I kind of agree with azazello, but never forget that it doesn't matter how good your parts are in a bad design. In a good design they will might just bring it into something wonderful though.

Anyway - Hope the mains transformer is good. And you got a choke out of it and a couple of single ended transformers with decent iron. You should map out the schematic. Hope the power supply is choke input. Lots of room still in this Chassis for mods if you want to.

the OPT's have impedance of 2.5K -which is good for the EL34 plate resistance of around 900 ohms... but other choices exist so you can definitely mod. I might be tempted to try triode connected KT88 or 6550's

You could also parallel EL84' (6bq5)- which are pretty cheap and sound damn good - completely undervalued tube - they use smaller 9 pin sockets though. The chassis already has an extra hole in it behind the rectifier. These are just ideas.

IMHO - the humble 6AS7 might not be my first choice with this OPT - with a plate resistance of only 280 ohms per plate (140 Ohm in parallel) this OPT might present such a big load that you might not get much sound out of it..... Someone tell me if I am completely wrong here. ;)
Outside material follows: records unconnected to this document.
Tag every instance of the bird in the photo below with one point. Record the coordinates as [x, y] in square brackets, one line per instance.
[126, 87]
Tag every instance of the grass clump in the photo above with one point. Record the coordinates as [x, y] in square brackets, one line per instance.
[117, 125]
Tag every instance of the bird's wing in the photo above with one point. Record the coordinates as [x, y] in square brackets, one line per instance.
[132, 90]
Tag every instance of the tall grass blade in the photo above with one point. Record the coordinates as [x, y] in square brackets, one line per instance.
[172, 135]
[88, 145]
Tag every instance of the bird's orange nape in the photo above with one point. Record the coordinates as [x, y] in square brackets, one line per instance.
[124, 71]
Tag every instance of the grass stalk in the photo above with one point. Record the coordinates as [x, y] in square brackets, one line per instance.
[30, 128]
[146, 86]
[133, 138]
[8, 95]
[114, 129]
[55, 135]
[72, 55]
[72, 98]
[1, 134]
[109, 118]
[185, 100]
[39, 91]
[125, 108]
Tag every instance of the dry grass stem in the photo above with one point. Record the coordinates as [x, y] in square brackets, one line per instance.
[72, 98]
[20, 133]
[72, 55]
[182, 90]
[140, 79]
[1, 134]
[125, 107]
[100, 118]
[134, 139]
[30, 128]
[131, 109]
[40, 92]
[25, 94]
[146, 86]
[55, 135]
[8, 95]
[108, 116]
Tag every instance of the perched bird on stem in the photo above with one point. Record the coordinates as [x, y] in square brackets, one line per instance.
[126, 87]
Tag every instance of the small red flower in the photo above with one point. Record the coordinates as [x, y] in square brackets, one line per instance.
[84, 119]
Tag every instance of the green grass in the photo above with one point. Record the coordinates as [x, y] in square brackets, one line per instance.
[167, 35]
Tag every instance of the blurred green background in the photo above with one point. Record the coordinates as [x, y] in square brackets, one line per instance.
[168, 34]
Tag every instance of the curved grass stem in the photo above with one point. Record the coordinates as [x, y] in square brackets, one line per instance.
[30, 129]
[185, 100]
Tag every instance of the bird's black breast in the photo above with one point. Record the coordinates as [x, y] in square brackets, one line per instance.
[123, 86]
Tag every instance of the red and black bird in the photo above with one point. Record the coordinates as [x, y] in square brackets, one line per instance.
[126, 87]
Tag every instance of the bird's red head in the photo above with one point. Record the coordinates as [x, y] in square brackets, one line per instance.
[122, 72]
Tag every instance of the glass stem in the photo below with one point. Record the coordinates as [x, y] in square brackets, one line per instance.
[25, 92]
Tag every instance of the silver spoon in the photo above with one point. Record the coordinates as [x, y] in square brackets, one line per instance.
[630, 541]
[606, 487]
It probably sounds pretty good already. Have you hooked it up yet?
 
Food for thought, thanks guys.
It's in the post on the way to me now, but I'm away till the end of the month so won't get to hear it till then.
I really need to get myself a good book and read up on the basics of valve amp design. Any recommendations?
Thanks again,
James
 
It could be decent for a 5 clean watts per channel amp. 10 watts of noise max (very distorted), but probably only around 5 watts with less than 1% distortion. I built a guitar amp with a 12AX7 driving a SE EL34. It sounds great for blues guitar, but I would never want so few clean watts for Hi-Fi. If your speakers are very efficient (95dB+), 5 watts may be enough to make you happy.
 
Pick up a copy of "Valve Amplifiers" by Morgan Jones, either 3rd of 4th edition. He doesn't like single ended amps thou.;)

jeff

Second that.

I personally find directly heated triodes a better choice for single ended. Fewer watts, but if your speakers are high sensitivity then it is wonderful.

You could do 2a3 (watch the 2.5 V filament voltages) or 6B4G (will likely need DC filaments).

It might sound a bit esoteric now, but you could run 6B4G in DC but close to ground (similar to what Thomas Mayer describes as filament bias), but use -50V grid bias with a morgan jones 'thingy' to reject noise...

The size of those OPT's mean that you will likely get very good bass response.